Limitations and When Not to Use This
The paper does not address how performance scales when target environments are significantly different from training environments, limiting generalization claims. The policy-switching strategy requires a reliable expert policy, but the paper does not clarify how to obtain or bootstrap the expert when domain expertise is sparse or environment dynamics are complex. Real mobile environments contain ambiguous UI elements, overlapping clickable regions, and dynamic content that may not be captured adequately by environment memory built from exploration alone. Additionally, the approach assumes task instructions can be meaningfully grounded in environment memory, but fails gracefully when new UI patterns or app types appear post-training. The paper lacks empirical ablations on key design choices—such as the memory capacity, switching frequency, or instruction diversity metrics—making it unclear which components drive performance gains.
Research Context
This work builds on the recent wave of vision-language model (VLM) based mobile agents, extending systems like those benchmarked on AndroidWorld by addressing the reproducibility and data transparency crisis in the field.
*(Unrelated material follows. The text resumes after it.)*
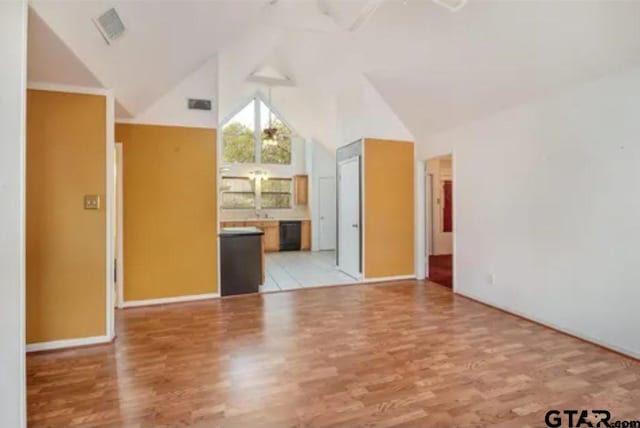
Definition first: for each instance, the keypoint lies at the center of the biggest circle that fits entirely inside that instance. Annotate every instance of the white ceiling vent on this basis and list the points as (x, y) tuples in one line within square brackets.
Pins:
[(110, 25), (452, 5)]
Prior work either relied on closed training recipes (leading to non-reproducible results) or used human demonstrations at scale (expensive and slow). OpenMobile advances the data synthesis direction pioneered by work on automatic curriculum generation and synthetic data for vision tasks, but applies it specifically to the sequential decision-making setting of mobile agents. This opens a new research direction: can we use environment exploration and policy switching to bootstrap increasingly capable agents without human involvement, potentially creating self-improving systems? The work also positions open-source mobile agent research as competitive with proprietary systems, likely to accelerate adoption and benchmarking in the community.